By Joel Achenbach
Washington Post Staff Writer
Wednesday, December 17, 2008
New observations offer evidence that astronomers are not simply imagining that there is a mysterious essence they call "dark energy" that is causing the universe to expand at an ever-accelerating pace.
In justifying the idea, astronomers came up with more evidence that Albert Einstein's theory of gravity works even at the grandest, most cosmic scale. And in confirming, with a new technique, an earlier measurement of dark energy, they found that there is little reason to fear that dark energy will eventually cause a "big rip" that will tear apart everything we see and blow up the smithereens.
In findings announced yesterday, astronomers at the Harvard-Smithsonian Center for Astrophysics said they measured the effects of dark energy using NASA's Chandra X-ray Observatory, and the results echo the earlier observations of supernovas made by the Hubble Space Telescope.
Chandra observed dozens of galactic clusters -- aggregations of galaxies that constitute the largest observed structures in the universe.
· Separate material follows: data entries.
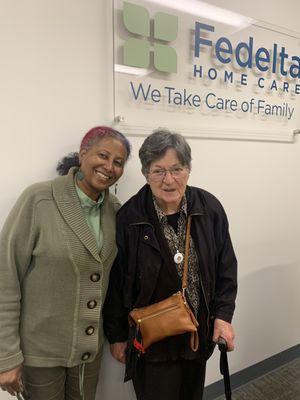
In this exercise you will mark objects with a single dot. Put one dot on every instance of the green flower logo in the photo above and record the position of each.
(137, 51)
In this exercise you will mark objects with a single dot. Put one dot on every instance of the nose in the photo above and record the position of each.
(168, 178)
(109, 165)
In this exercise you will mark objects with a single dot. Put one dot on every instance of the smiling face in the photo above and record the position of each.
(102, 165)
(169, 189)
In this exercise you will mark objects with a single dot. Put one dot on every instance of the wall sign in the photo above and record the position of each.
(204, 71)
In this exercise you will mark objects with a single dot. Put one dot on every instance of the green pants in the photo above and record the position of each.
(60, 383)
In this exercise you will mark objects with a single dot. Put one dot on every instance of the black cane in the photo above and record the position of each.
(224, 367)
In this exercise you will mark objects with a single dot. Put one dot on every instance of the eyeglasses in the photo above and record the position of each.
(158, 174)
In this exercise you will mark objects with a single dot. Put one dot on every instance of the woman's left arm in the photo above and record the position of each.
(226, 282)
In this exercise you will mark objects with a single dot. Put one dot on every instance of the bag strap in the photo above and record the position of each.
(186, 254)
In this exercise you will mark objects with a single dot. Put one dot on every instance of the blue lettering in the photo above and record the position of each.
(207, 98)
(273, 85)
(262, 55)
(244, 79)
(140, 90)
(285, 87)
(249, 49)
(259, 82)
(282, 56)
(226, 50)
(295, 69)
(228, 76)
(198, 39)
(197, 70)
(212, 73)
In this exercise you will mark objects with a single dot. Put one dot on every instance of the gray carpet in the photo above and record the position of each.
(280, 384)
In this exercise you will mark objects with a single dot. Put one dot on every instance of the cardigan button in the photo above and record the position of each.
(90, 330)
(91, 304)
(95, 277)
(86, 356)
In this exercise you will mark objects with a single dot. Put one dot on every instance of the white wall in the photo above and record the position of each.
(56, 82)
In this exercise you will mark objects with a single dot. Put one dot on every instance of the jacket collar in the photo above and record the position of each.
(66, 198)
(138, 209)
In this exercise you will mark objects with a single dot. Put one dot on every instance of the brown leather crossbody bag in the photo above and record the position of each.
(168, 317)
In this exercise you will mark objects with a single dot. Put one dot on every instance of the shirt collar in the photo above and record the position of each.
(86, 202)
Some of the clusters were about 5.5 billion light-years away, meaning their radiation (in the form of X-rays) was 5.5 billion years old by the time it reached Chandra. Other clusters were relatively nearby. This gave a past-and-present view of galactic clusters and showed that they are not forming as easily as they did 5 1/2 billion years ago.
Whatever dark energy is, it seems to be inhibiting the clusters' growth.
"What we find is that the growth of structure has slowed down during the last 5 1/2 billion years, and this is unmistakably a signature of dark energy," said Alexey Vikhlinin, lead author of one of the new reports, to be published in the Astrophysical Journal.
In addition to offering a new line of sight on this mysterious phenomenon, the research supports the interpretation of dark energy as a "cosmological constant," a force that permeates empty space and, bizarrely, has precisely the opposite effect of gravity.
At the human scale, dark energy is imperceptibly weak. But even the weakest of forces can add up to something powerful when the scale becomes cosmic, and all that vast, empty space between the galaxies is thrown into the mix.
"Even nothing, even empty space, weighs something, and because in our universe we've got a lot of nothing, it has a major effect on our evolution and causes space itself to accelerate," said David Spergel, an astrophysicist at Princeton University.
What remains unclear is what dark energy is, exactly.
"We've discovered this incredible dark energy; we don't understand what the hell it is," said Lawrence M. Krauss, a physicist at Arizona State University.
The universe as we know it is believed to have sparked into existence about 13.7 billion years ago. From that initial big bang onward, it expanded, but until about 5 billion years ago gravity dominated the show, gradually slowing the expansion. Then dark energy became the more powerful actor, and the expansion began to accelerate as surely as if someone had put pedal to the metal.
All manner of theories, some involving hidden dimensions and exotic particles, have been tossed around to account for dark energy. One possible solution would be to revise, or even toss out, Einstein's general theory of relativity. The theory holds that gravity is a function of the geometry of four-dimensional "space-time." Matter, as physicists like to say, tells space-time how to curve, and space-time tells matter how to move. The theory is so well established that GPS navigation devices have to account for the curvature of space-time to remain accurate.
But although general relativity is used all the time in modern cosmology, there have been suggestions that it breaks down at the cosmic scale.
"It's never been proved right on the scale of the observable universe," Spergel said.
The most famous confirmation of the theory came in 1919 when, during an eclipse, astronomers measured the way the sun bent the light from a star behind it. If the classical laws of physics developed by Sir Isaac Newton were correct, the sun's gravity should have deflected the starlight to a small but predictable degree. Einstein, with his tale of curved space, predicted twice as much deflection. When astronomers showed that Einstein was right, he became an instant global icon.
The new findings, by bolstering general relativity once again, suggest it will be a while before Einstein's universe is revised the way he revised the Newtonian universe.
Hovering over the new research is the minor matter of the fate of the universe. If the universe continues to expand at an accelerating rate, Krauss has estimated, in about 100 billion to 1 trillion years, almost all the galaxies we see will be so far away they will vanish from sight. It will be a much darker universe.
But what will not happen, apparently, is the cosmic apocalypse that scientists call the big rip. That would occur if dark energy was strong enough to rend asunder all the stars, planets, moons, rocks, dust and even atomic nuclei, as well as any and all innocent bystanders. The new measurement shows dark energy at a level that will permit our immediate surroundings and galactic environment to survive.
"The accelerated expansion will proceed forever," Vikhlinin said, "but will probably not result in a big rip."